【特集】バスケ早慶戦前対談 岩屋頼×堀陽稀×堀田尚秀×廣政遼馬×椎橋遼生

特集中面/バスケットボール特集

5月31日に開催される早慶定期戦(早慶戦)。今年で83回目を迎える本大会は大学バスケ界屈指の注目度を誇る。満員の代々木第二体育館で迎える伝統の一戦を前に、選手たちが抱く思いとは。両校の主将と副将に早慶戦への意気込みを伺った。

※この対談は3月22日に行われたものです。

ーーそれぞれ自己紹介をお願いします

岩屋 G岩屋頼主将(スポ4=京都・洛南)です。主将を務めています。ポジションはポイントガードです。

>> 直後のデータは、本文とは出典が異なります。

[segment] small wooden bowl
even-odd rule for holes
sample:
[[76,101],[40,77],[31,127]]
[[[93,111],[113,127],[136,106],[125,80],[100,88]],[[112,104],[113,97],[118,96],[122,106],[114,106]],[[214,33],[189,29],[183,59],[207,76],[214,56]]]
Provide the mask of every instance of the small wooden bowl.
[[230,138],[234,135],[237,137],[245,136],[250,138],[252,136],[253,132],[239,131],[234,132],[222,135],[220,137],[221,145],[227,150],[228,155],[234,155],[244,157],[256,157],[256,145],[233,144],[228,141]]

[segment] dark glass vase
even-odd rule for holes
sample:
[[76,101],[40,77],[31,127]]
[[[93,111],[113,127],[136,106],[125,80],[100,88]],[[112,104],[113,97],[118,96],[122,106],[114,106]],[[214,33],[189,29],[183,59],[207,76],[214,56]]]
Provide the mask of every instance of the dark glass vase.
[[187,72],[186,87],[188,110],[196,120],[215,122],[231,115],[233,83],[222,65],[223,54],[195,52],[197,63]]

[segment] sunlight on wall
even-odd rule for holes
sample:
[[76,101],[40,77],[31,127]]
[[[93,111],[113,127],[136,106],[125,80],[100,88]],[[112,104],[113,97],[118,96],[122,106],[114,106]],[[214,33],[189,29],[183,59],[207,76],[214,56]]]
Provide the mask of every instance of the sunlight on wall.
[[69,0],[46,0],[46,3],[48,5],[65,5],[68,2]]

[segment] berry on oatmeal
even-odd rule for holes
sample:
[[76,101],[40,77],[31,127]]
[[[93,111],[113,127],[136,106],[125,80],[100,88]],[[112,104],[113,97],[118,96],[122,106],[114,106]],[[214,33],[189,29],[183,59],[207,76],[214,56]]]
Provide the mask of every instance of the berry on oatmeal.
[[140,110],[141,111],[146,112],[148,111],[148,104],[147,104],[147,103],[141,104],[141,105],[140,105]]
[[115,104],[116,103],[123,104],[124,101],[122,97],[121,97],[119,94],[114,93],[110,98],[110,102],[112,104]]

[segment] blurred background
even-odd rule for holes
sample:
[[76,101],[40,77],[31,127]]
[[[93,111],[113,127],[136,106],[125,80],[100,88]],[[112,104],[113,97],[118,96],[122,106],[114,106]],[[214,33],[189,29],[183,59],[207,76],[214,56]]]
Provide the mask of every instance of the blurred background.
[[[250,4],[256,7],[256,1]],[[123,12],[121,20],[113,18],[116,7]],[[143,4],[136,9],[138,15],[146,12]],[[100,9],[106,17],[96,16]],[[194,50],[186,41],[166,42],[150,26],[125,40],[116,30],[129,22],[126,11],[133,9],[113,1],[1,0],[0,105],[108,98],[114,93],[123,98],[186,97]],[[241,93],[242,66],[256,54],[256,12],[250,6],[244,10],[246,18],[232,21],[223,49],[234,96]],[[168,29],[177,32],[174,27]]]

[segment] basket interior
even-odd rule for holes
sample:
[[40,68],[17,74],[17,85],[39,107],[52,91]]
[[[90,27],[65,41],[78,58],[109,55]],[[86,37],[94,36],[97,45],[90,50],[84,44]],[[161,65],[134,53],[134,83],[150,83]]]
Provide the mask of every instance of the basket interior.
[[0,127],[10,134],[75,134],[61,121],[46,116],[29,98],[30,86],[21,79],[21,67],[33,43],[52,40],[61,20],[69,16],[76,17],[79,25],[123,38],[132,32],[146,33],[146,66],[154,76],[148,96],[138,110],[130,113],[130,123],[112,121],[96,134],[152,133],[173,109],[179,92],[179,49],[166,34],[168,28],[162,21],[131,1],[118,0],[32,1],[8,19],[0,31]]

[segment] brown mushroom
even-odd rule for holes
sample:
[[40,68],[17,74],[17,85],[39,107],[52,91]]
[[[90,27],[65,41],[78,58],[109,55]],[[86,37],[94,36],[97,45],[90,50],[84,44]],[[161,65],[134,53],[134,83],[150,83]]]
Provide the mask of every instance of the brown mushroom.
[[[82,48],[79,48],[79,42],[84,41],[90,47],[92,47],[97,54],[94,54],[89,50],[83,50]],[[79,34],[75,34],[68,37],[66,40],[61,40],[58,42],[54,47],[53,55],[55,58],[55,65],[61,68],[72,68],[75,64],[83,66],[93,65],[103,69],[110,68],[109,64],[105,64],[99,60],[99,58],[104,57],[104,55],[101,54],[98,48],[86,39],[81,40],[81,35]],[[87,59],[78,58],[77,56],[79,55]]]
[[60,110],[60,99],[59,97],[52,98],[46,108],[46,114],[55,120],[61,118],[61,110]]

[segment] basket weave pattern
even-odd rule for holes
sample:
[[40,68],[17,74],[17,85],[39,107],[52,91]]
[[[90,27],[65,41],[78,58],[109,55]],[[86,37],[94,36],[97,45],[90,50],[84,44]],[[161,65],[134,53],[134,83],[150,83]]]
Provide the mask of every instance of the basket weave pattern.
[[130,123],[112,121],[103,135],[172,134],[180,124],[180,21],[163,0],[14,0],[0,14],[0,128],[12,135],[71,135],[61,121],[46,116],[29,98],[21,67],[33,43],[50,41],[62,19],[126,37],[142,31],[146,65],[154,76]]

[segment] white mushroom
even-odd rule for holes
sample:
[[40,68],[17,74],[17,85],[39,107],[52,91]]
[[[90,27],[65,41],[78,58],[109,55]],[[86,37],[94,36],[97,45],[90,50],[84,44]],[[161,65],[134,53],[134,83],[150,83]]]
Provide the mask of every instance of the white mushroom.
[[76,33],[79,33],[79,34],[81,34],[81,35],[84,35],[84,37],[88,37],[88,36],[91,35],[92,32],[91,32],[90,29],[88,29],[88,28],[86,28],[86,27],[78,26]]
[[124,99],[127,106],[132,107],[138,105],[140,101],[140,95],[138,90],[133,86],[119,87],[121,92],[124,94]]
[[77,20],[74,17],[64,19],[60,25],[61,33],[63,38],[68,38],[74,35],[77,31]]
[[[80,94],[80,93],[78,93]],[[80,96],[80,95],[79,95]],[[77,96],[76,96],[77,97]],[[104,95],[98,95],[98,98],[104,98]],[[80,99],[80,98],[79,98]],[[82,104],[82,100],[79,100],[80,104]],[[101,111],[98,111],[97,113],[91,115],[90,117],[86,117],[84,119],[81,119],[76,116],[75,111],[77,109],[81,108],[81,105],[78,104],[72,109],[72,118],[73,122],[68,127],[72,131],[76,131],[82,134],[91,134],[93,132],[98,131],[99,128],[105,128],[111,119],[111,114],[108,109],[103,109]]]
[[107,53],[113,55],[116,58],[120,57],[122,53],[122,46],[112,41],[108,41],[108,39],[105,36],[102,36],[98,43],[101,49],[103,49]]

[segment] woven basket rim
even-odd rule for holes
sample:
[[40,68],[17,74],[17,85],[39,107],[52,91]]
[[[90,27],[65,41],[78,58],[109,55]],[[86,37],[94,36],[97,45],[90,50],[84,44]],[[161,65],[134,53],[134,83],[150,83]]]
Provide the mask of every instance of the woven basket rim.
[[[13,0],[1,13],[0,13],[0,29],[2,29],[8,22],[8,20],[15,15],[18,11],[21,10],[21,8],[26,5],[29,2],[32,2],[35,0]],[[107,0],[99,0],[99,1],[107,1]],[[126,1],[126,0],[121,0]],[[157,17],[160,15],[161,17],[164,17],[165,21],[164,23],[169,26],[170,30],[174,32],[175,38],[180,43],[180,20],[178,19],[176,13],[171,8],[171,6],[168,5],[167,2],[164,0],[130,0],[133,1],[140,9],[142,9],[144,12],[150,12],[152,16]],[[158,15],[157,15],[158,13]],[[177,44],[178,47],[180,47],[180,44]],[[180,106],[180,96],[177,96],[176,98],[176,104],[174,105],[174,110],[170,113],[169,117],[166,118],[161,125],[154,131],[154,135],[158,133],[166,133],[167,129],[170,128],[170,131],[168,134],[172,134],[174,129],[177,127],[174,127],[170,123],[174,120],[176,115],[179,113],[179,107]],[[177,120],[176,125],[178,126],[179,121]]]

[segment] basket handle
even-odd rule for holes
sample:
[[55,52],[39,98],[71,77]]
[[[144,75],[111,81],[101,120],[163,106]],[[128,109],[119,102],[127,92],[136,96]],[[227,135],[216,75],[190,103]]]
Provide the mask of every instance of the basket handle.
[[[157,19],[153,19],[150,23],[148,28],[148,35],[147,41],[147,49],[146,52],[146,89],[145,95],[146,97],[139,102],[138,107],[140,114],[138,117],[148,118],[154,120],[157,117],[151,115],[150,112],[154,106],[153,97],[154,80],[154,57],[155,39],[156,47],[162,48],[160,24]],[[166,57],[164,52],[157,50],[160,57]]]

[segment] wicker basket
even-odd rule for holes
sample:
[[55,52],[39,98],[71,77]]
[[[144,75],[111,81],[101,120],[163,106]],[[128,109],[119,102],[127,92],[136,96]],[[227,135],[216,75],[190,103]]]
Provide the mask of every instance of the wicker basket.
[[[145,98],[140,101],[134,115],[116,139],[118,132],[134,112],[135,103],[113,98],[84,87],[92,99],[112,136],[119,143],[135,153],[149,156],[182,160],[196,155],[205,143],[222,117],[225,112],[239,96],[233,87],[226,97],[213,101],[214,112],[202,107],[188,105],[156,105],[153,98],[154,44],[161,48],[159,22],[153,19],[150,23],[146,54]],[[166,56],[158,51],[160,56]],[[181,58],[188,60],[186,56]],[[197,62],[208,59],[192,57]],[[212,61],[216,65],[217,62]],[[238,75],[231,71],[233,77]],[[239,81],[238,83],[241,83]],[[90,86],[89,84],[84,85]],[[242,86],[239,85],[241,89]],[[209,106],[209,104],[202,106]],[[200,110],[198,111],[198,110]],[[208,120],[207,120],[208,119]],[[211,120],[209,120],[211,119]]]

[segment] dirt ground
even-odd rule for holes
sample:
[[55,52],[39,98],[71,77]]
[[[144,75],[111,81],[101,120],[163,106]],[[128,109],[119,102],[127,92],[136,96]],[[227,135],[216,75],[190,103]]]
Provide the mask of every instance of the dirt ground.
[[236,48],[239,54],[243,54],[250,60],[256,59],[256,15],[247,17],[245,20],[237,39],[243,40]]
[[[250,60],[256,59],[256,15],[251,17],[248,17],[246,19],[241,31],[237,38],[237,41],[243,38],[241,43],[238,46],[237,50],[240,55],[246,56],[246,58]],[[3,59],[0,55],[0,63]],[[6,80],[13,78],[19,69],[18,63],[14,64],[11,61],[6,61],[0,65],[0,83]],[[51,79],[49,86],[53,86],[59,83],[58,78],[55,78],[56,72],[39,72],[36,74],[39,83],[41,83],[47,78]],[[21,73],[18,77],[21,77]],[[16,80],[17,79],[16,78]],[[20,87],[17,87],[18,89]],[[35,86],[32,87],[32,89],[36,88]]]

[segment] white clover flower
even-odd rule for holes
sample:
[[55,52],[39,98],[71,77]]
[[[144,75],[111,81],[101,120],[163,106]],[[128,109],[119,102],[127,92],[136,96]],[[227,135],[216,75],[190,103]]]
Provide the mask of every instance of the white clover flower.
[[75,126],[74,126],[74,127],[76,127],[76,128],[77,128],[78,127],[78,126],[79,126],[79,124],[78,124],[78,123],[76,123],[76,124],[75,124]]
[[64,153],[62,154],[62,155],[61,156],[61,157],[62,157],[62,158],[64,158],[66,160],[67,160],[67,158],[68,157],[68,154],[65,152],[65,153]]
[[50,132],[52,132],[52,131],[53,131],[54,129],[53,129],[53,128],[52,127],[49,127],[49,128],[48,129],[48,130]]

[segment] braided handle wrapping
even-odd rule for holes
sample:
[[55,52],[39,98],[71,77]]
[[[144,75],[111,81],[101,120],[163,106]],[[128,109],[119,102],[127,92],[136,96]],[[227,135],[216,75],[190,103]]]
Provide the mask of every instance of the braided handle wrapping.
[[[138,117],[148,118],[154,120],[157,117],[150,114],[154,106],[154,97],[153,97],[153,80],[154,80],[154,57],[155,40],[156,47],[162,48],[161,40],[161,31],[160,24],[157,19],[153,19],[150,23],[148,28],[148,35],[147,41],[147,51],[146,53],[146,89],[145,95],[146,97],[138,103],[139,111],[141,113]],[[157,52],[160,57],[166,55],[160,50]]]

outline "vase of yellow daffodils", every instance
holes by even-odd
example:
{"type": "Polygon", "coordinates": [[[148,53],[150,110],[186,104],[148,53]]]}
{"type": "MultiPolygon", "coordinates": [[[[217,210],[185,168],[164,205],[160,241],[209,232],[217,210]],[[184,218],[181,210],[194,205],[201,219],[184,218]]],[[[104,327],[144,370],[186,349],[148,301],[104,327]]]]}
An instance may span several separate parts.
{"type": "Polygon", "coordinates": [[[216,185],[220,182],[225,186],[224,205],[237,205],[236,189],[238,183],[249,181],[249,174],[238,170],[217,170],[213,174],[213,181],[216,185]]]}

 F堀陽稀副将(スポ4=京都・東山)です。副将を務めております。ポジションはフォワードです。

堀田 G堀田尚秀副将(スポ4=京都・東山)です。副将を務めています。シューティングガードをやっています。

廣政 廣政遼馬(慶大4年)です。主将を務めています。フォワードをしています。

椎橋 椎橋遼生(慶大4年)です。副将を務めています。ポジションはセンターです。

ーーご自身のアピールポイントを教えてください

岩屋 僕は一つこれというものではなく、パス、アシスト、得点をまんべんなくできる幅広いプレイが強みだと思っています。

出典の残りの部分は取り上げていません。